False-Name-Proofness in Social Networks

  • Vincent Conitzer
  • Nicole Immorlica
  • Joshua Letchford
  • Kamesh Munagala
  • Liad Wagman
Conference paper

DOI: 10.1007/978-3-642-17572-5_17

Part of the Lecture Notes in Computer Science book series (LNCS, volume 6484)
Cite this paper as:
Conitzer V., Immorlica N., Letchford J., Munagala K., Wagman L. (2010) False-Name-Proofness in Social Networks. In: Saberi A. (eds) Internet and Network Economics. WINE 2010. Lecture Notes in Computer Science, vol 6484. Springer, Berlin, Heidelberg

Abstract

In mechanism design, the goal is to create rules for making a decision based on the preferences of multiple parties (agents), while taking into account that agents may behave strategically. An emerging phenomenon is to run such mechanisms on a social network; for example, Facebook recently allowed its users to vote on its future terms of use.

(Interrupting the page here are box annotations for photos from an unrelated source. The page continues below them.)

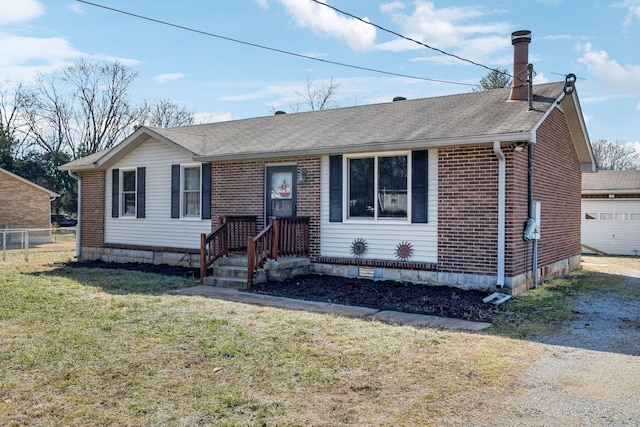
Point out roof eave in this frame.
[582,188,640,195]
[193,132,532,162]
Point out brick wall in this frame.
[438,145,498,275]
[533,109,582,266]
[211,157,320,258]
[506,109,582,276]
[0,171,51,229]
[80,171,106,248]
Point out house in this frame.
[0,168,58,244]
[582,170,640,256]
[62,31,595,294]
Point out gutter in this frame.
[493,141,507,288]
[67,170,82,259]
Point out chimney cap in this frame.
[511,30,531,44]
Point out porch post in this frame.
[270,218,280,261]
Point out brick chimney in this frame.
[509,30,531,101]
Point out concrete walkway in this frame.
[171,286,491,331]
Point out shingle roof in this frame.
[152,83,564,158]
[582,170,640,193]
[62,82,588,170]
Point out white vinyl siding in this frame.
[320,150,438,263]
[104,138,211,249]
[581,199,640,256]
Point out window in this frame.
[347,155,409,219]
[182,166,201,218]
[111,167,146,218]
[120,169,136,217]
[171,163,211,219]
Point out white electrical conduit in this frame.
[67,171,82,259]
[493,141,507,288]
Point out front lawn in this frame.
[0,242,536,426]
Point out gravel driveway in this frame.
[467,257,640,426]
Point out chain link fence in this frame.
[0,227,76,262]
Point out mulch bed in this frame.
[250,275,495,322]
[67,261,495,322]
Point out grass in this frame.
[0,242,636,426]
[0,241,529,426]
[489,256,640,339]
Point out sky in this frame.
[0,0,640,151]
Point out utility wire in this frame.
[77,0,477,86]
[311,0,513,78]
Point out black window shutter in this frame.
[411,151,429,223]
[171,165,180,218]
[200,163,211,219]
[136,167,146,218]
[111,169,120,218]
[329,156,342,222]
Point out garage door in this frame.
[582,199,640,256]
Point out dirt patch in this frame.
[65,260,200,278]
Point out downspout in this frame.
[528,144,540,289]
[493,141,507,288]
[67,171,82,259]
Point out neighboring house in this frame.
[62,32,595,294]
[0,169,58,239]
[582,170,640,256]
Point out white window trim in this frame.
[342,151,413,225]
[180,163,202,221]
[118,168,138,219]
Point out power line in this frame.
[77,0,477,86]
[311,0,513,78]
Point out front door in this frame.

One significant complication for such mechanisms is that it may be possible for a user to participate multiple times by creating multiple identities. Prior work has investigated the design of false-name-proof mechanisms, which guarantee that there is no incentive to use additional identifiers. Arguably, this work has produced mostly negative results. In this paper, we show that it is in fact possible to create good mechanisms that are robust to false-name-manipulation, by taking the social network structure into account. The basic idea is to exclude agents that are separated from trusted nodes by small vertex cuts. We provide key results on the correctness, optimality, and computational tractability of this approach.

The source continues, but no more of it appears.